Calculation error in spreadsheet

Copper Contributor

I am having a problem with fraction calculations using the sum function.

For Example:

Cells a1 and b1 formatted as time values

Cells c1, d1, e1 in number format

c1   sum(b1-a1)*24 

hourly rate entered into D1

e1   sum(c1*d1)

e.g. 04:40 - 02:00 = 2.67hrs

e.g. D1 £22

Result in e1 = 58.67

However, when done on a calculator the result come out at £58.74

When using full hrs result in e1 comes out correct

Anyone suggest a way of overcoming this

9 Replies

Hi Phil! Can you share what you entered in the calculator? From what I see, they worked 2 2/3 hours (8/3) times 22 as the rate. When I put that in a calculator I get 58.67 (rounded). I thought it might be a rounding error but I can't replicate your 58.74.

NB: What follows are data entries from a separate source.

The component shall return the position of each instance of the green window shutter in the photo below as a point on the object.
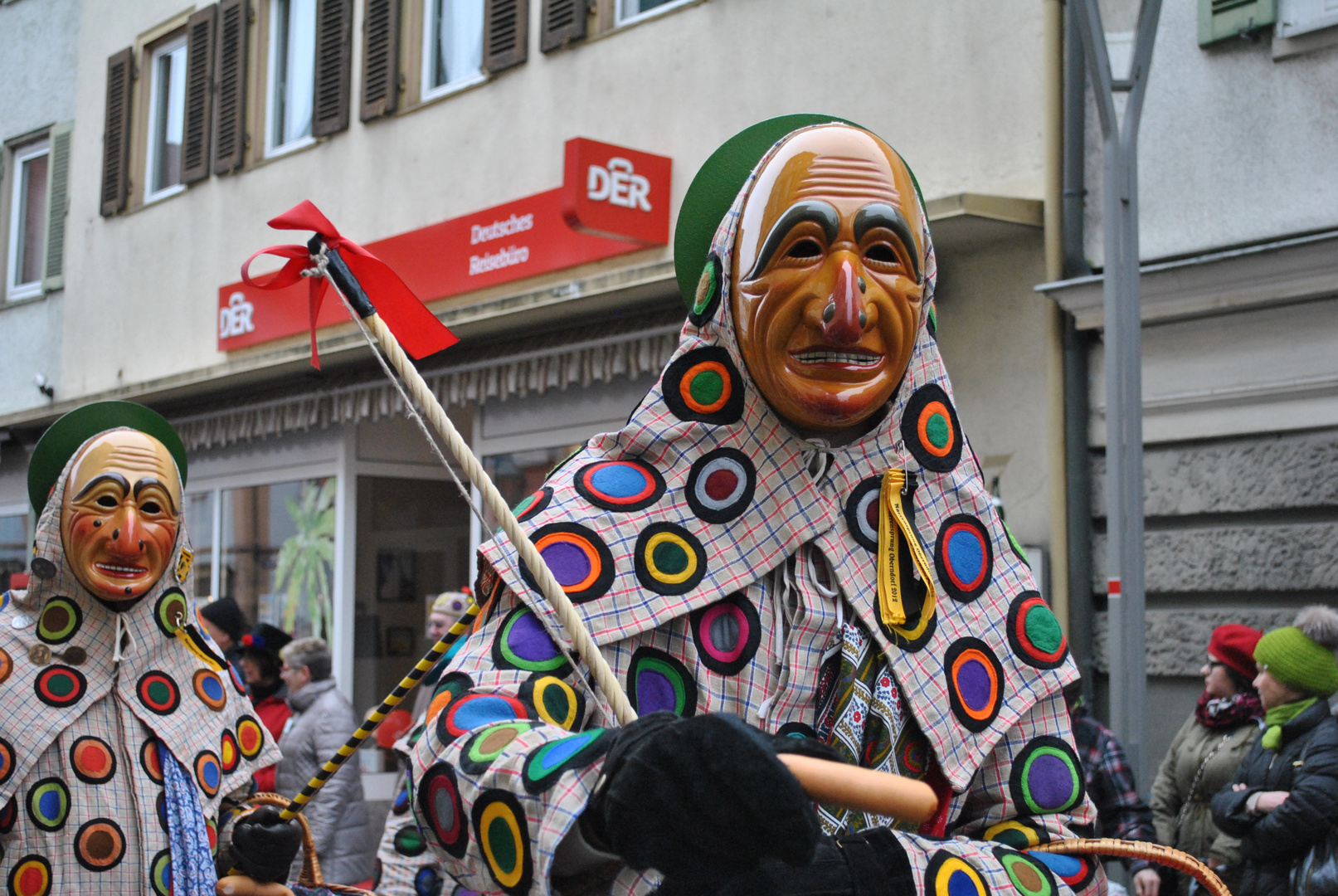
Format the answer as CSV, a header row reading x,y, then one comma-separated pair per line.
x,y
1227,19
58,207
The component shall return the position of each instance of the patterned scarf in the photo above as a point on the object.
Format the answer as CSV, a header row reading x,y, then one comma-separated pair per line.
x,y
1229,712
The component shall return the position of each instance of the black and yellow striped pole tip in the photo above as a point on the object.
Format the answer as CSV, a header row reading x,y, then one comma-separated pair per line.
x,y
379,714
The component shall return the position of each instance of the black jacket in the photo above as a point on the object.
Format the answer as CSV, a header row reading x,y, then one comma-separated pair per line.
x,y
1306,765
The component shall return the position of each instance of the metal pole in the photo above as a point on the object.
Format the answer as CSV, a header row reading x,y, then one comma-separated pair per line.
x,y
1123,338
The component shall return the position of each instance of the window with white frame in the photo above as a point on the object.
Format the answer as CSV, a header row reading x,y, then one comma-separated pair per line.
x,y
630,10
27,221
166,114
292,75
453,46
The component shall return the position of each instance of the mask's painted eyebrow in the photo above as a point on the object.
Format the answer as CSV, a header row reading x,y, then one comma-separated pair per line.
x,y
102,478
148,482
879,214
816,210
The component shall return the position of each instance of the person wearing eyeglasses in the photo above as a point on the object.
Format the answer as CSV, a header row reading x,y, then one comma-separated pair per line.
x,y
1207,752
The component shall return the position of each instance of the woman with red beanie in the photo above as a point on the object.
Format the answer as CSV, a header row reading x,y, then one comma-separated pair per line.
x,y
1207,752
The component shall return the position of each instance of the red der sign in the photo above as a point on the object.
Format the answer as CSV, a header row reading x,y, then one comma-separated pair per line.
x,y
615,192
498,245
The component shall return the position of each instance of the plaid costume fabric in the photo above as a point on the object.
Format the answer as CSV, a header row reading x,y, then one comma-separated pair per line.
x,y
724,565
80,782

Ah! It just occurred to me. It is a rounding error. So, I realize that 58.74 is 2.67*22. However, 2.67 is a rounded number for 2 2/3. Thus, 58.67 is actually the more accurate number as it doesn't round until the end of the equation.
So how do I rectify the rounding error to get the correct result
If I enter the 2.67 in an extra cell manually, and then formulate the final cell. The result is 58.74.
Could it be a format error in cells a & b
So, the actual solution to 4:40-2:00 in hours as a number is 2.66666666..... not 2.67. That is why I was referencing 2 and 2/3 as that is the more exact representation. 40 minutes is 2/3 of an hour. So, when it multiplies 22 by the actual formula, it multiplies it by the unrounded number. That results in the 58.67. I would argue that 58.67 is the correct answer, not 58.74.

@Phil_Couzens  wrote:  ``how do I rectify the rounding error to get``....

 

.... the same result when you explicitly round the numbers to 2 decimal places on the calculator.

 

Well, you explicitly round the calculated numbers to 2 decimal places in Excel.

 

The formula in C1 should be =ROUND((B1-A1)*24, 2)

 

And the formula in E1 should be =ROUND(C1*D1, 2)

 

Aside....  There is no "right" or "wrong" here.  It is simply a question of the result that you want.  There are many situations where we want a WYSIWYG result.  Paper receipts and government forms, for example.

 

I did all that and got the right result.
However, when you enter a figure in d1 it shows a zero

@Phil_Couzens  wrote:  ``I did all that and got the right result.  However, when you enter a figure in d1 it shows a zero``

 

Do you mean:  with 22 in D1 initially (as you wrote originally), the two modified formulas in C1 and E1 display 2.67 and 58.74, as intended.  But after that, when you enter a different number into D1, E1 displays zero?

 

I cannot know why that might happen because you do not provide sufficient information.  Obviously, it has nothing to do with the modifications in C1 and E1, if they worked initially.

 

Attach an Excel file that demonstrates the __new__ problem:  E1 displaying zero.

 

When I re-opened the file e1 was displaying the 22 value ok.